Serverless Machine Learning GCP

Published in

Google Cloud Platform by Cloud Ace

6 min readJan 2, 2020

#Serverless #Applied Machine Learning #GCP #BigQuery ML #DNN #TensorFlow #Keras

This article discusses an overview on how to build a machine learning model in a serverless manner with GCP. The brief explanation about machine learning concepts and how to implement it using BigQuery Machine Learning or TensorFlow and Keras are also will be covered here.

These following topics are covered in this article:

Understand The Main Terms
Build The Machine Learning Project
Build a ML Model with BigQuery Machine Learning (BQML)
Build a ML Model with TensorFlow and Keras

1. Understand The Main Terms

Serverless Concepts : Serverless means you don’t have to worry about provisioning computer instances to run your jobs. The services are fully managed, and you pay only for the resources you consume. It lets you write code your way without worrying about the underlying infrastructure.
Machine Learning : If you familiar with Artificial Intelligence (AI), then Machine Learning (ML) is one of it subset. ML is the scientific study of algorithms and statistical models that computer systems use to perform a specific task without using explicit instructions, relying on patterns and inference instead. Deep Learning (DL) or Deep Neural Network (DNN) is the subset of ML that has more layers and weight connections. The relationship between AI, ML and DL is pictured in figure below.

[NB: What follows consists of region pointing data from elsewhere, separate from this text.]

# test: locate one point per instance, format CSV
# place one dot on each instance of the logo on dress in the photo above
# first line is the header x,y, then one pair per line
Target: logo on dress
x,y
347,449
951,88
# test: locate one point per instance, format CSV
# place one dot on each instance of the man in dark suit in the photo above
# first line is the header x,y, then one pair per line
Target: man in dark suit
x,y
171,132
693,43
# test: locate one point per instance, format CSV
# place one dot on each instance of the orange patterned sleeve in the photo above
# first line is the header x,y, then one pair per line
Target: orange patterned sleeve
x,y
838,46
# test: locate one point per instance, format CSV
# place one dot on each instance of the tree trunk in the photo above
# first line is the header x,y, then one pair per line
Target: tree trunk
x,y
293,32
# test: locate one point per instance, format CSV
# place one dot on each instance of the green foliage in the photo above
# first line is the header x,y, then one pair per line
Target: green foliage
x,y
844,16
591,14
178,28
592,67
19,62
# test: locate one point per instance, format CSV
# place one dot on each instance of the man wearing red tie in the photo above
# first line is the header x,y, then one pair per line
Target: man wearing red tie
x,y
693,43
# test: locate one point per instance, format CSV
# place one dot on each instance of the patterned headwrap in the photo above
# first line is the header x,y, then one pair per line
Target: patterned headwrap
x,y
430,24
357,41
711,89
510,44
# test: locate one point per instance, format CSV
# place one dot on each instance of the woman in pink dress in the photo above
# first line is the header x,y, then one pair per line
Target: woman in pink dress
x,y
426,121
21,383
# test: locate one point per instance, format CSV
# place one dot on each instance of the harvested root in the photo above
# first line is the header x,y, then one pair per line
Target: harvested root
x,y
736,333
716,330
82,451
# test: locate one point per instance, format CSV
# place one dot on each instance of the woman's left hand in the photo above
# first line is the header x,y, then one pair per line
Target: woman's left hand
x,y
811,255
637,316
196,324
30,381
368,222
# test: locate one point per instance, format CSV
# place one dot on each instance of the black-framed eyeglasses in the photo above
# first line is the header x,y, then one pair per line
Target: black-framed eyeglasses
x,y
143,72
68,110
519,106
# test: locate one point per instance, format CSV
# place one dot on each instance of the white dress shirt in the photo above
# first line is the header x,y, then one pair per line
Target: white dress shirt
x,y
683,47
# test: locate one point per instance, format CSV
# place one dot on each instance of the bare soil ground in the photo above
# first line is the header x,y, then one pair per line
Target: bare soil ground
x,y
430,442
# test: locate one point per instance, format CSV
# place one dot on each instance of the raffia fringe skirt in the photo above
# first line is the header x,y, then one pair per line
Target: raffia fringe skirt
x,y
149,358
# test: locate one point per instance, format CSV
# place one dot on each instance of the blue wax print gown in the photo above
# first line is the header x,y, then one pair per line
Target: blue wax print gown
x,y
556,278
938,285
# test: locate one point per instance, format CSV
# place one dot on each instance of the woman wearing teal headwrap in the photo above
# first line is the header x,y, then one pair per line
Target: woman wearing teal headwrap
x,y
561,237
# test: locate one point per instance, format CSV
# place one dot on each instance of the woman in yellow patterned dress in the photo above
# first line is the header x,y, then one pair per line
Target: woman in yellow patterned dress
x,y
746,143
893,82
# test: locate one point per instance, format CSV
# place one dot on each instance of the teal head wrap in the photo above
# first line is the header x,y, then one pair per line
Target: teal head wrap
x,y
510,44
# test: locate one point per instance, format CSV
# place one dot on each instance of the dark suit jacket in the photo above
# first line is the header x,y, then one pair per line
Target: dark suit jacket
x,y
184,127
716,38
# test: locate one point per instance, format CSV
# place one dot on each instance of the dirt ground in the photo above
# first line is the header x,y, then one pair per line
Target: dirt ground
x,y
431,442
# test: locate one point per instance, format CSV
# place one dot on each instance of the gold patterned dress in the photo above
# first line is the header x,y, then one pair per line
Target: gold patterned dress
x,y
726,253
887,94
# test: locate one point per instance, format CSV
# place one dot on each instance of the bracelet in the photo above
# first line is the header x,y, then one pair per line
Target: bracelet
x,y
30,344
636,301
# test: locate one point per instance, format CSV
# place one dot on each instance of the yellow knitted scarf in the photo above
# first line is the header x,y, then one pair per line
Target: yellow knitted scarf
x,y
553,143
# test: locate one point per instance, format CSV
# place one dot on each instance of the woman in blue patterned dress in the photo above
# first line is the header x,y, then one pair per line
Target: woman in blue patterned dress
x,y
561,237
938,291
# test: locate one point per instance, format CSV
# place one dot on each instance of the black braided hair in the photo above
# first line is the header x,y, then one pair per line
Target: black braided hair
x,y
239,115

Google Cloud Platform (GCP) : Google Cloud Platform (GCP) offered by Google, is a suite of cloud computing services that runs on the same infrastructure that Google uses internally for its end-user products, such as Google Search and YouTube. GCP is an ideal place to run machine learning data because machine learning needs a lot of on-demand compute resources and lots of training data.

2. Build a Machine Learning Project

In this tutorial we aim to build a ML model using NYC taxicab dataset. Project in GCP is needed to build a ML model. If you don’t have one, you can sign up for free here.

First Step : Launch AI Platform

Navigate to AI Platform on the side menu bar and select the Notebooks. If you familiar with Jupyter Notebook or have been using Google Colab, this Notebook is using exactly the same concepts.

Click New Instance and select TensorFlow 2.x without GPU. Wait for a minute then click on open Jupyterlab to open Notebook environment.

Second Step : Cloning from Github

JupyterLab Environment— Terminal option on the bottom

You can start to write your own code or cloning a project from Github. For cloning a repository from Github you can use Terminal and type following command

git clone \ REPO_PATH

For this project you can clone from Google training code here.

There are two ways discussed on this tutorial to build ML model, by using BQML or using TensorFlow and Keras.

3. Build a ML model BigQuery Machine Learning (BQML)

In this project BMQL can be used for two things. First, to use BMQL to explore dataset, create ML datasets, create benchmark. Second, to use BigQuery ML to create first ML models.

First Step : Deal with the dataset using BQML

To deal with dataset In AI Platform, navigate to
training-data-analyst/quests/serverlessml/01_explore/solution
and open explore_data.ipynb.

Code for preparing the dataset can be found inside the explore_data.ipynb. Clear the output by clicking the clear button on Toolbar. Change the region, project, and bucket setting in the first cell based on your project. By clicking the Run button you will be able to see how to:

Access and explore a public BigQuery dataset on NYC Taxi Cab rides
Visualize your dataset using the Seaborn library
Inspect and clean-up the dataset for future ML model training
Create a benchmark to judge future ML model performance off of

The data visualisation inside explore_data.ipynb

Second Step : Build a ML model using BQML

BigQuery ML provides a fast way to build ML models on large structured and semi-structured datasets. To build our first models for taxifare prediction, navigate to
training-data-analyst/quests/serverlessml/02_bqml/solution
and open first_model.ipynb.

Clear the output by clicking the clear button on Toolbar. Change the region, project, and bucket setting in the first cell based on your project. By clicking the Run button you will be able to see how to:

Train a model on raw data using BigQuery ML in minutes
Evaluate the forecasting model performance with RMSE
Create a second Linear Regression model with cleaned up data
Create a third model using a DNN
Evaluate model performance against our initial benchmark

Root Mean Square Error (RMSE) indicates the accuracy of a model. The lowest the RMSE the better the model performances.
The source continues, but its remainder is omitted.